Astrophys. Space Sci. Trans., 5, 61-69, 2009
www.astrophys-space-sci-trans.net/5/61/2009/
doi:10.5194/astra-5-61-2009
© Author(s) 2009. This work is distributed
under the Creative Commons Attribution 3.0 License.
 
26 Oct 2009
Electric Sailing under Observed Solar Wind Conditions
P. K. Toivanen and P. Janhunen
Finnish Meteorological Institute, Finland

Abstract. In this paper, sailing and navigation in the solar wind with a spacecraft powered by an electric sail is addressed. The electric sail is a novel propellantless spacecraft propulsion concept based on positively charged tethers that are centrifugally uncoiled and stabilised to extract the solar wind momentum by repelling the solar wind protons. Steering of such a sail ship is realised either by changing the tether voltage or the sail spin plane. To model the solar wind, we use spacecraft observations for the density and wind speed at 1 AU and assume that the speed is constant and density decreases in square of the distance from the Sun.
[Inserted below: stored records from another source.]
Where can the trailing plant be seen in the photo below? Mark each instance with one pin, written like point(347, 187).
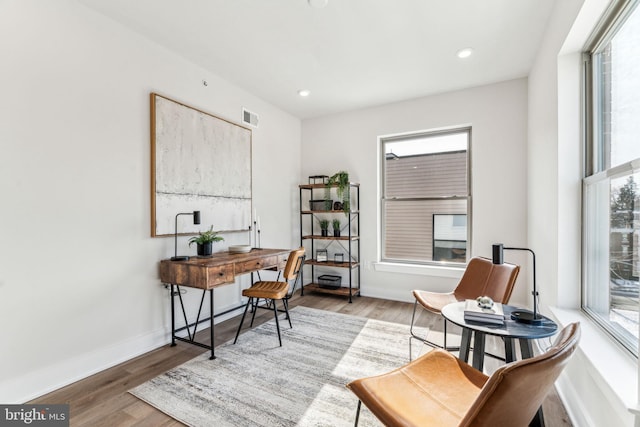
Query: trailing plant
point(340, 181)
point(208, 236)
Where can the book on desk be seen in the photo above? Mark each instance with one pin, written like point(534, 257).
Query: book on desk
point(474, 313)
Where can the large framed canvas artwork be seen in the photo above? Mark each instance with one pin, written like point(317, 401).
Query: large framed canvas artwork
point(199, 162)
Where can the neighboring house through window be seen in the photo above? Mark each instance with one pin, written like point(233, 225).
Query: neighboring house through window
point(611, 202)
point(426, 200)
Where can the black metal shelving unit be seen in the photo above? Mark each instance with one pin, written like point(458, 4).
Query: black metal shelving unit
point(350, 242)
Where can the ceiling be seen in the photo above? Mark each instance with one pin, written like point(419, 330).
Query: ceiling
point(350, 54)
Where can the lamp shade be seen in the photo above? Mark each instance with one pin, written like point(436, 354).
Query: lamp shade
point(497, 253)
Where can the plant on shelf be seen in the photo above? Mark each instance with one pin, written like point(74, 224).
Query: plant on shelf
point(205, 240)
point(324, 227)
point(336, 227)
point(340, 181)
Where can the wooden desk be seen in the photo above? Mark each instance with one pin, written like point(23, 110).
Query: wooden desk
point(208, 273)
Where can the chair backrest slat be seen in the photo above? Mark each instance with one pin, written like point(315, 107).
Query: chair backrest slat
point(294, 264)
point(484, 278)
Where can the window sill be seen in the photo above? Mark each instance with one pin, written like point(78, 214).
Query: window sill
point(424, 270)
point(610, 364)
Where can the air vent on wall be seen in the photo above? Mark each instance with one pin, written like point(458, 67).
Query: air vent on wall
point(249, 118)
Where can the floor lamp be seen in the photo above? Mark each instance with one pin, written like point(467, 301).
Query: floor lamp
point(521, 315)
point(196, 220)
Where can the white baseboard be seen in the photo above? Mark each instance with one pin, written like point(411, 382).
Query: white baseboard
point(52, 377)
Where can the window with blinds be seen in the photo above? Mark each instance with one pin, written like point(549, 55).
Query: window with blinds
point(425, 197)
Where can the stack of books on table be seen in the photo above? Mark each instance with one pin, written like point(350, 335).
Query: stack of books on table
point(474, 313)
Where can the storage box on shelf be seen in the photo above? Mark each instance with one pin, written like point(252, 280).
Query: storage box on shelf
point(313, 207)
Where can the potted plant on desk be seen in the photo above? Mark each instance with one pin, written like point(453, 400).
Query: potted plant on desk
point(205, 240)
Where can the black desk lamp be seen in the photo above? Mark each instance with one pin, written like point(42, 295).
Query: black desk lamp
point(521, 315)
point(196, 220)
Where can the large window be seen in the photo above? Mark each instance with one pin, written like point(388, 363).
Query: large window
point(425, 197)
point(611, 194)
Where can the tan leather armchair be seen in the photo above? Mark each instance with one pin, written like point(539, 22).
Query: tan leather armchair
point(481, 277)
point(440, 390)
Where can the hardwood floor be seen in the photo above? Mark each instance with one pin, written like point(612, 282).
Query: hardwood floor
point(103, 400)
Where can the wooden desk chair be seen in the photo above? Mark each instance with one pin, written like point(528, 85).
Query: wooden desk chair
point(274, 290)
point(481, 277)
point(438, 389)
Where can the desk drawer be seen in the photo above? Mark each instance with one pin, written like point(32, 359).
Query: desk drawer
point(257, 264)
point(197, 276)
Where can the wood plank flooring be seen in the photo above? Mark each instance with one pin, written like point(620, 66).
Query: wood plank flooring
point(103, 400)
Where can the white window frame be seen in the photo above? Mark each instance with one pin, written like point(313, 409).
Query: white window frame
point(596, 184)
point(387, 263)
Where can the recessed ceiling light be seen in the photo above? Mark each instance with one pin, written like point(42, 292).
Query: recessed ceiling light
point(464, 53)
point(318, 4)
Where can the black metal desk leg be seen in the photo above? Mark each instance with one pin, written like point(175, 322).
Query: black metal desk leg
point(213, 344)
point(465, 344)
point(173, 319)
point(509, 350)
point(478, 350)
point(526, 348)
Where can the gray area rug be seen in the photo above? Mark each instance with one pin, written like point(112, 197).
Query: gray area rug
point(302, 383)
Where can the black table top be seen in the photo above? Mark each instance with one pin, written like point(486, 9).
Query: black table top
point(511, 329)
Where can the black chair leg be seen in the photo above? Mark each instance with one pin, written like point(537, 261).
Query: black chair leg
point(286, 309)
point(275, 312)
point(246, 307)
point(255, 308)
point(424, 339)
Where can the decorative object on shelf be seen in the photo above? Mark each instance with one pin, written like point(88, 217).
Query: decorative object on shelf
point(324, 227)
point(313, 179)
point(320, 205)
point(205, 240)
point(329, 281)
point(341, 181)
point(336, 227)
point(474, 312)
point(196, 220)
point(522, 316)
point(321, 255)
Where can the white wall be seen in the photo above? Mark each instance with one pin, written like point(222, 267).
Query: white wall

Using the electric sail thrust formula, we describe the sail response to the solar wind variations, especially, the self-reefing effect leading to a smooth spacecraft acceleration even during periods of large densities or fast winds. As a result, the variations of the acceleration are statistically small relative to the density and wind speed variations. Considering the navigation, we adopt an optimal transfer orbit to Mars originally obtained for constant solar wind speed and density. The orbit and associated sail operations including a coasting phase are then used as the navigation plan to Mars. We show that passive navigation based only on the statistical results is far too inaccurate for planetary missions and active navigation is required. We assume a simple active navigation system that monitors only the actual orbital speed with an onboard accelerometer and matches it with the optimal orbital speed by altering the tether voltage independently from the future solar wind conditions. We launch 100 test spacecraft with a random launch date and show that with the active navigation 85% (100%) of the spacecraft reach a distance relative to Mars less than about 10 (70) Mars radii with a residual speed less than 20 m/s (80 m/s). As a conclusion, the electric sail is highly navigable and it suits for targeting planets and asteroids, in addition to broad targets such as the heliopause.

Citation: Toivanen, P. K. and Janhunen, P.: Electric Sailing under Observed Solar Wind Conditions, Astrophys. Space Sci. Trans., 5, 61-69, doi:10.5194/astra-5-61-2009, 2009.